It’s after 3:30 am (at the time of writing this) and I’m wide awake. I’ve been up for almost an hour, thoughts going through my head like crazy. All my body wants to do right now is sleep, but my mind is in overdrive.
I woke up with an ache in my heart. My mind started replaying stories of children I have heard recently, the suffering in their lives, the conditions they live in. It’s so overwhelming at times. When I look around and see so many children, so desperate for the basic needs to be met in their lives, it saddens me…to know these needs aren’t being met, can’t be met.
Kenya, as a whole, is not an affectionate country. Not to be stereo-typical by any means but very rarely, do you see a father hold his children in a loving manner, let alone hold his child at all. And even as the child grows, away from the breast-feeding year, the motherly bonding seems to deteriorate. I don’t think I’ve ever seen a mother here in Kenya pick up their child when they are hurt and console them and kiss their “boo-boo” away.
Except in Nairobi, where you see the odd hand holding of couples and it being a city of more modernized people, you would never know a married couple walking down the street together or a boyfriend and girlfriend on a lunch date (except for the dates under the random tree where they sit eight feet apart and barely look at each other).
I’ve asked people over my few years in Kenya, “Why aren’t you affectionate to one another whether it be children or partners?” And a lot of them have said that life in Africa is tough and therefore they themselves need to be tough. They want to raise their children to be tough, to be strong against the elements that the poverty-stricken African life throws at them. I can understand that, to a degree.
But whether an African child or a North American child, physical contact, physical affection is something we all crave. I see that in the African children I meet with daily.

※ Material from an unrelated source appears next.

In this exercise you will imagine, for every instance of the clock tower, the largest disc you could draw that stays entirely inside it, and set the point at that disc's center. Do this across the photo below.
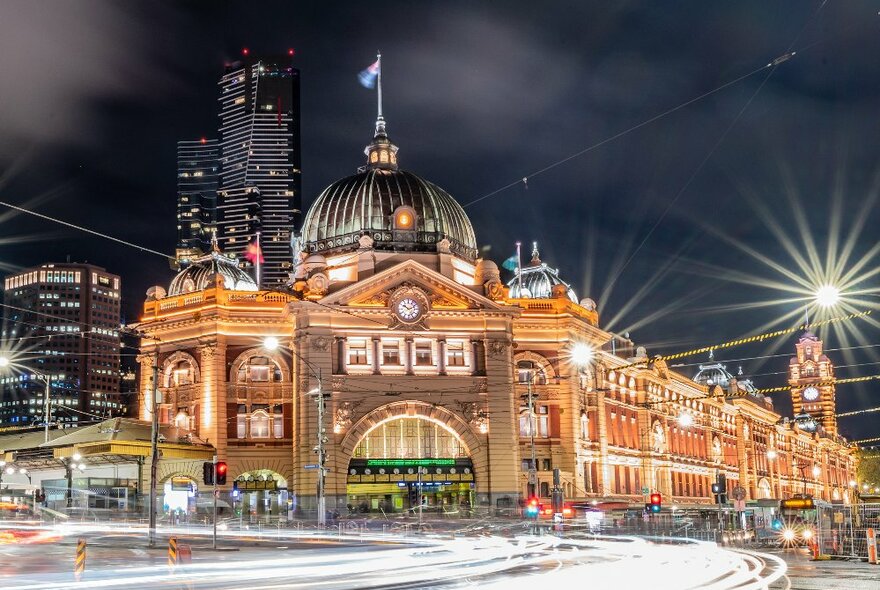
(810, 374)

It ranges from a little baby to a teenage street kid (boy or girl). They’ve lacked that physical affection and when they get it from me (or from any of us here), they soak it in. I love kissing a baby’s cheek, a toddler’s cheek and feel them push their cheek up against me, for more. I love when a child comes and curls up on my lap and nuzzles up against me and wants me to wrap my arms around him or her. I love when the street kids come over and know that I will give them a hug and they don’t run away from it but “embrace” it.

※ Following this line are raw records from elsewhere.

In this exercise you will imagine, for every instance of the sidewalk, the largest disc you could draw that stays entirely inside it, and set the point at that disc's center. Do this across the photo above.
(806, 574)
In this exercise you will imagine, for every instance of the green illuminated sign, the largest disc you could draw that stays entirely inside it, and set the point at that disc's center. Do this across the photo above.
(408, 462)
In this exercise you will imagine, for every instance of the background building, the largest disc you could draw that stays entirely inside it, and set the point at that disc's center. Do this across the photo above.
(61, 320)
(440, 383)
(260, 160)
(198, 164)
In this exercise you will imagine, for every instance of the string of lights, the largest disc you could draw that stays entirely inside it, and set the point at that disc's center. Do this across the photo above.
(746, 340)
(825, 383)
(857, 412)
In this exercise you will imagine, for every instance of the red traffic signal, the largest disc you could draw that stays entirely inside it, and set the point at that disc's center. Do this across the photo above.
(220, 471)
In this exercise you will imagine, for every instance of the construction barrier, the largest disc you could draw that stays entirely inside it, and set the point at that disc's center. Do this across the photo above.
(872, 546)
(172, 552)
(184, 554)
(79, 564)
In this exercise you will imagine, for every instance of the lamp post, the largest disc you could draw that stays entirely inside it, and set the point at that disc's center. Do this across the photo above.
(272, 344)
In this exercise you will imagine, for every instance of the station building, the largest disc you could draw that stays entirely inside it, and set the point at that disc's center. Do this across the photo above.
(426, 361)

I see the lack of physical affection in this culture. I feel it at times and it’s such a loss. A hand held, a hug, a kiss on the cheek…they can change a person’s mood in a moment. I know for me, there are moments where I’ve had a bad day, an emotional day…and its amazing how a hug, a simple hug can change that mood.
I long to see more Kenyan men hold their children in their laps and wrap their protective arms around their children. I long to see them spend time with them, reading them stories, playing football in the yard with them. I long to see the Kenyan women cover their children’s cheeks in kisses and comfort their children when they fall and hurt themselves.

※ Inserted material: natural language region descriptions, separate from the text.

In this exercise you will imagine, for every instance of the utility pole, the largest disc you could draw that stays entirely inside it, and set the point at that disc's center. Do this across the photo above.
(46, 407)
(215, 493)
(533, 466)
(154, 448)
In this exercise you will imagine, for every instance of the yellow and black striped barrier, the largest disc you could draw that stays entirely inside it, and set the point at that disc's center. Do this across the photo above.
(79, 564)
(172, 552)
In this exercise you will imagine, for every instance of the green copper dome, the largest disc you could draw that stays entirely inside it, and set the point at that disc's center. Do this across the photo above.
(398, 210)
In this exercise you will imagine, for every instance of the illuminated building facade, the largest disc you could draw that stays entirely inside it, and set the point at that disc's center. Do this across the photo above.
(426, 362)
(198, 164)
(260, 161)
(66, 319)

No matter where we come from, as children (and even sometimes leading in to adulthood), we desire that physical affection from our parents. Sometimes actions speak louder than words and a moment of hugging someone is far better than hearing, “Its okay.” or “You’ll be okay.”
I don’t know the purpose of this blog, if it at all makes sense…as it’s now 4:30 in the morning. Maybe I’m just tired….or maybe I just really need a hug.